Secondo i dati dell’OCSE, l’Italia si colloca al 21º posto su 34 paesi per stipendio medio annuo, con una retribuzione lorda di circa 44.893 euro nel 2023. 
È importante notare che, tra il 1991 e il 2022, i salari reali in Italia sono aumentati solo dell’1%, a fronte di una crescita media del 32,5% nell’area OCSE. 
Inoltre, l’Italia presenta un cuneo fiscale significativo: nel 2023, il peso del fisco sui salari è stato del 45,1%, posizionando il paese al quinto posto tra i membri OCSE per pressione fiscale sul lavoro. 
Questi dati evidenziano una stagnazione dei salari reali in Italia negli ultimi decenni, accompagnata da una pressione fiscale elevata rispetto ad altri paesi dell’OCSE.
In sintesi, l’Italia è sempre ben lontana dal livello di pressione fiscale e di spesa pubblica ottimali che favoriscano la crescita economica ed una sana gestione della finanza pubblica.
Ciò è determinante nella stagnazione che caratterizza l’economia italiana negli ultimi decenni in netto contrasto con la crescita media mondiale che si attesta, da inizio secolo, attorno al 3% annuo: il pil mondiale è raddoppiato da inizio secolo; il pil italiano, i redditi medi, da allora, sono sostanzialmente fermi. Ed i poveri sono triplicati.

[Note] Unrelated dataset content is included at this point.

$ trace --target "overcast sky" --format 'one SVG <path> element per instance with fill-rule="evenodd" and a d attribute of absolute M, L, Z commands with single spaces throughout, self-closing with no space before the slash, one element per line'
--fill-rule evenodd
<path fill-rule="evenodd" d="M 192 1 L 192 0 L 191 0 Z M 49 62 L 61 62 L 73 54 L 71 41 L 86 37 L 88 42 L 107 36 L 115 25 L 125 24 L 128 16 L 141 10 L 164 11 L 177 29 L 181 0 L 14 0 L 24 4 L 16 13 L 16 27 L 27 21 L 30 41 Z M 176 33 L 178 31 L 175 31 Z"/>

La curva di Laffer permette di visualizzare la correlazione tra pressione fiscale e gettito fiscale.
La teoria su cui si basa illustra come l’aumento della tassazione può causare anche una diminuzione delle entrate fiscali perché determina un rallentamento congiunturale.
L’equazione di Laffer è stata ideata dall’omonimo economista statunitense Arthur Laffer, esponente di rilievo dell’amministrazione Reagan. Il grafico, che prende il suo nome, ha l’aspetto simile a quello di una campana e descrive, a livello teorico, come le entrate fiscali reagiscono al variare dell’imposizione fiscale.
Meno nota della curva di Laffer (derivante da diversi modelli di tassazione ottimale) e sviluppata dall’economista e deputato statunitense Richard Armey, la curva di Armey mira ad identificare quale relazione ci sia tra la crescita della spesa pubblica, in percentuale del PIL, ed il tasso di crescita del PIL stesso; ponendo le due grandezze in un grafico, sull’asse delle ascisse si registra la spesa pubblica in percentuale del PIL mentre sull’asse delle ordinate viene raffigurato il tasso di crescita del PIL.